Let $(V,q)$ be a non-degenerate quadratic space. Then we know that for any $d$ with $0 \leq 2d \leq \dim V$, the group $O(q)$ of isometries of $(V,q)$ acts transitively on the set of totally isotropic subspaces of $V$ of dimension equal to $d$. (This is a consequence of a theorem of Witt.)
Is the same statement always true (maybe under some additional conditions) for $SO(q)$?
If the dimension of $V$ is even, $2n$, then there are two families of totally isotropic subspaces of dimension $n$ (if the form is split otherwise there may be no such subspace at all). Two such subspaces $W$ and $W'$ belong to the same family precisely when the parity of $\dim W\cap W'$ is the same as that of $n$. The two families are stable under $\mathrm{SO}(q)$ (and permuted by the rest of $\mathrm O(q)$). There certainly is an elementary proof of this fact yet I think that the "real" reason comes from algebraic geometry. The two families are disjoin algebraic subvarieties of the Grassmannian of $n$-spaces in $V$ and $\mathrm{SO}(q)$ is connected and hence must preserve them.

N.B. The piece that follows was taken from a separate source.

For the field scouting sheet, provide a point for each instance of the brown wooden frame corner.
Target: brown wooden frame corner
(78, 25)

In any case when $n=1$ everything is very elementary; we can choose an isotropic basis $e_1,e_2$ with $e_1\cdot e_2=1$ and then $\mathrm{SO}(q)$ consists of the diagonal matrices of determinant $1$ which hence fixes the two isotropic subspaces (spanned by $e_1$ and $e_2$ respectively) while the orthogonal matrices of determinant $-1$ permute them.
In all other case $\mathrm{SO}(q)$ acts transitively on the totally isotropic spaces of fixed dimension (which is easily proven).